1999 IIHF World Championship

Tournament details
- Host country: Norway
- Venues: 3 (in 3 host cities)
- Dates: 1–16 May
- Opened by: Harald V
- Teams: 16

Final positions
- Champions: Czech Republic (2nd title)
- Runners-up: Finland
- Third place: Sweden
- Fourth place: Canada

Tournament statistics
- Games played: 49
- Goals scored: 302 (6.16 per game)
- Attendance: 180,394 (3,682 per game)
- Scoring leader: Saku Koivu (16 pts)

Awards
- MVP: Teemu Selänne

= 1999 IIHF World Championship =

1999 edition of the IIHF World Championship

The 1999 IIHF World Championship was held in Oslo, Hamar and Lillehammer in Norway from 1 to 16 May. It was the top tier of the men's championships for that year.

==Venues==

| LillehammerOsloHamar | Lillehammer | Oslo | Hamar |
| Håkons Hall Capacity: 11,500 | Jordal Amfi Capacity: 4,500 | Hamar Olympic Amphitheatre Capacity: 6,000 |

== World Championship Group A ==

=== Qualifying round ===
Three qualifying tournaments were played to establish the last five entrants to the World Championship. Two groups of four played in Europe, first and second place from each advanced, while the others were relegated to Group B. The winner of the "Far East" tournament advanced to the World Championship, while the losers played in Group C.

==== Group 1 (Austria) ====
Played 5–8 November 1998 in Klagenfurt.

The United States and Austria advanced to the World Championship.

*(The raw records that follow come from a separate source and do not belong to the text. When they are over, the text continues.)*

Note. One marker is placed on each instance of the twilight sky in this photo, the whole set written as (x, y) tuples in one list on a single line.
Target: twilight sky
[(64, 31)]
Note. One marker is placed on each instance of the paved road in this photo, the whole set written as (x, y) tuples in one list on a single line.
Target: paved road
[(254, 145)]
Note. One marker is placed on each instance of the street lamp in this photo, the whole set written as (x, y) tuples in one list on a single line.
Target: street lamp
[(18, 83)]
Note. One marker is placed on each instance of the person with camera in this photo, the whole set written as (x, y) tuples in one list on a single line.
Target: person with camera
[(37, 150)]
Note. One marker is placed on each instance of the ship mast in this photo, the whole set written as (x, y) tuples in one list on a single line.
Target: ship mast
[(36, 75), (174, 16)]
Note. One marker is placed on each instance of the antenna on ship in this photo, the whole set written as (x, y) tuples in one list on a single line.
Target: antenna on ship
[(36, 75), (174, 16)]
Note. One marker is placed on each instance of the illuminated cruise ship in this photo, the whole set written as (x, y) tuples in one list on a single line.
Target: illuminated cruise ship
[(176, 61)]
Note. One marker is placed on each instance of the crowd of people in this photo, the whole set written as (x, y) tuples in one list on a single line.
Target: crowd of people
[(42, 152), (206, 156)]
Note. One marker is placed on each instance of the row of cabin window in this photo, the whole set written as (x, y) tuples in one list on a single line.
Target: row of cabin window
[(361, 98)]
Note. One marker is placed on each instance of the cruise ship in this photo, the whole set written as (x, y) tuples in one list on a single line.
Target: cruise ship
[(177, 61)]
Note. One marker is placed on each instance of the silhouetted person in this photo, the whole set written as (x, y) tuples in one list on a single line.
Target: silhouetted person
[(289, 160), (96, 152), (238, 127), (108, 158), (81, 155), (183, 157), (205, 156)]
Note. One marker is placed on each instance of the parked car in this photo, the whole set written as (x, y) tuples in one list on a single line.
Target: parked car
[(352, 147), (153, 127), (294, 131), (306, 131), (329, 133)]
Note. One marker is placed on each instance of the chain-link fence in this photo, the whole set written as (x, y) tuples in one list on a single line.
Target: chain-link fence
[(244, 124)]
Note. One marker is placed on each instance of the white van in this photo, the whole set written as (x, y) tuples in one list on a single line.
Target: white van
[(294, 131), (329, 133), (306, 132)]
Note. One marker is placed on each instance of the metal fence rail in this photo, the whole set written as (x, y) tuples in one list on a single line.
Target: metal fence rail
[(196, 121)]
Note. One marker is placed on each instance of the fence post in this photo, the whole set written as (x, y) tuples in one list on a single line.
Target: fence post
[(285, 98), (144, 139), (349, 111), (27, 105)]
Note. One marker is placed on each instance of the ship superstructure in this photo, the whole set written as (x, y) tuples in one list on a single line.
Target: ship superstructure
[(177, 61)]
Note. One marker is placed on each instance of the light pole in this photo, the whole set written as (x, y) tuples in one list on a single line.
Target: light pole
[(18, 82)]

| Pos | Team | Pld | W | D | L | GF | GA | GD | Pts |
|---|---|---|---|---|---|---|---|---|---|
| 1 | United States | 3 | 3 | 0 | 0 | 12 | 1 | +11 | 6 |
| 2 | Austria | 3 | 2 | 0 | 1 | 12 | 6 | +6 | 4 |
| 3 | Kazakhstan | 3 | 1 | 0 | 2 | 10 | 9 | +1 | 2 |
| 4 | Estonia | 3 | 0 | 0 | 3 | 3 | 21 | −18 | 0 |

==== Group 2 (Slovenia) ====
Played 5–8 November 1998 in Ljubljana.

Ukraine and France advanced to the World Championship.

| Pos | Team | Pld | W | D | L | GF | GA | GD | Pts |
|---|---|---|---|---|---|---|---|---|---|
| 1 | Ukraine | 3 | 2 | 1 | 0 | 8 | 4 | +4 | 5 |
| 2 | France | 3 | 2 | 0 | 1 | 9 | 7 | +2 | 4 |
| 3 | Slovenia | 3 | 0 | 2 | 1 | 5 | 8 | −3 | 2 |
| 4 | Germany | 3 | 0 | 1 | 2 | 3 | 6 | −3 | 1 |

==== Far East (Japan) ====
Played 4–6 September 1998 in Tokyo.

Japan advanced to the World Championship.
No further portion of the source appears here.